Spécialisée dans le traitement interactif des données automobiles, l’entité New General Company déploie depuis 2011 sa marque Autoviza. Celle-ci réalise des rapports historiques qui visent à retracer la vie d’un véhicule d’occasion : le nombre de propriétaires, le profil de ces propriétaires (particulier, société...), l’entretien, les réparations, l’accidentologie... Autant de données précieuses, qui permettent d’apporter de la transparence, d’éviter les mauvaises surprises et de rassurer l’éventuel acquéreur d’un VO, mais qui se révèlent toutefois difficiles à recueillir et à recouper. C’est d’ailleurs la raison pour laquelle aucune société ou document ne fait autorité à ce jour en France en la matière. « Nous ne sommes pas confrontés à des organismes qui bloquent l’accès aux données, en revanche certains ne perçoivent l’intérêt qu’ils ont à nous fournir leurs informations, observe Marc Rampon, fondateur d’Autoviza. Nous avons acquis au fil des années une solide expérience dans le traitement des données. Il s’agit d’un travail de détective, qui réclame du temps, pour rechercher les informations et ensuite s’assurer de leur cohérence ».

Proposés respectivement aux Etats-Unis et au Royaume-Uni, les documents Carfax et AutoSheck font figure de référence sur ce sujet. En Belgique, le Car-Pass s’est également imposé dans les transactions de véhicules d’occasion. En France, la société Autorigin tente également de se frayer un chemin sur ce marché. « Quand nous achetons un bien immobilier, nous disposons d’un historique complet et transparent.
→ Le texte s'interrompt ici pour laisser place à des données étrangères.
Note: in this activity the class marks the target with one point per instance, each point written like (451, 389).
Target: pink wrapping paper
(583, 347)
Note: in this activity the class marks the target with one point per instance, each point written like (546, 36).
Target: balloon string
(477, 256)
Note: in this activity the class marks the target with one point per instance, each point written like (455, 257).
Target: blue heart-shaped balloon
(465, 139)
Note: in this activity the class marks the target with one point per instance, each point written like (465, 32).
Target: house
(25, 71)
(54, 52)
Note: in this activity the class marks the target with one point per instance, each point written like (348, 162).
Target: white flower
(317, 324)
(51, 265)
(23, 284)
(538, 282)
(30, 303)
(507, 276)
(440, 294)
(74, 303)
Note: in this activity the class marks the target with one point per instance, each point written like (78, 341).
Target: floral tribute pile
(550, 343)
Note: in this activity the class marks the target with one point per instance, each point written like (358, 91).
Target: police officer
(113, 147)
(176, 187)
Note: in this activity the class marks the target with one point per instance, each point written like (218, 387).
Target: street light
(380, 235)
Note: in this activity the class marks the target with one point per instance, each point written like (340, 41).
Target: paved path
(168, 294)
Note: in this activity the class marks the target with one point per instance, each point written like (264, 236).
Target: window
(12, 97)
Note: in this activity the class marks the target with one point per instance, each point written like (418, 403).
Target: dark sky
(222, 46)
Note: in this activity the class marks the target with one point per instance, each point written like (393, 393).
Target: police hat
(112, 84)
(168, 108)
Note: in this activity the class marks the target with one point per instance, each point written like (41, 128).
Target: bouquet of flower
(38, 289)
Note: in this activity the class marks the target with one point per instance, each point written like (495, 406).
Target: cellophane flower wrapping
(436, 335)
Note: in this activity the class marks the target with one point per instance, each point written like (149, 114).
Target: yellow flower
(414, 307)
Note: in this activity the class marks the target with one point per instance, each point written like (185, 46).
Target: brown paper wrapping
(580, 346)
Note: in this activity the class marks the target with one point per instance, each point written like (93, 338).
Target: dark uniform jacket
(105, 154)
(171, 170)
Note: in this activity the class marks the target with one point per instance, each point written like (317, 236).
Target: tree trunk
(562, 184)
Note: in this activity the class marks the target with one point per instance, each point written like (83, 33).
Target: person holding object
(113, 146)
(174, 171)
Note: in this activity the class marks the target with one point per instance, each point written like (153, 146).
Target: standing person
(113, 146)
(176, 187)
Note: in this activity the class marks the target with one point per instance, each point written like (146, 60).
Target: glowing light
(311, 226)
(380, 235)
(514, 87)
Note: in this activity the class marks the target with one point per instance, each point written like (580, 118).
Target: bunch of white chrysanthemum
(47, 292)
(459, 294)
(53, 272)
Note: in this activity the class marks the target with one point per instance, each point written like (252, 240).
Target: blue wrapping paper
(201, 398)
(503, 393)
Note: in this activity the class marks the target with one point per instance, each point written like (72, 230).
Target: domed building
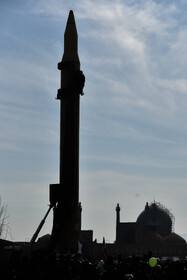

Je pense qu’il y a une prise de conscience des acheteurs de voitures et une volonté de plus en plus marquée de pouvoir disposer d’un historique complet du véhicule », juge Marc Rampon. A ce stade, les rapports Autoviza permettent de visualiser le nombre et le profil des anciens propriétaires et de savoir si le véhicule a été endommagé gravement.

Transparence accrue sur certains véhicules importés


Depuis le 15 octobre 2018, suite au partenariat conclu avec Carfax, la société est en mesure de délivrer des informations complémentaires sur les véhicules importés depuis l’Italie, l’Espagne et les pays scandinaves (et prochainement la Belgique). Le dirigeant estime qu’il peut fournir des données pour un quart des véhicules importés dans l’Hexagone. En revanche, l’autorité de protection des données personnelles allemande bloque les démarches concernant les VO immatriculés dans le pays. « Nous discutons avec beaucoup d’acteurs pour continuer d’enrichir nos rapports chaque année. Nous avons fait la moitié du chemin en termes d’informations recueillies. Sur certains éléments, comme l’accidentologie ou les données à caractère administratif, nous sommes au même niveau que Carfax », indique Marc Rampon. L’historique des réparations, des opérations de maintenance et d’entretien d’un véhicule constitue le principal axe de développement. A ce jour, les « kits Autoviza vendeur » sont proposés gratuitement aux particuliers (ils seront facturés 15€ ensuite). La société propose des rapports de reprise ou de vente pour les professionnels, commercialisés dans le cadre de pack.

Autoviza revendique plus de 200 000 nouveaux rapports produits chaque mois.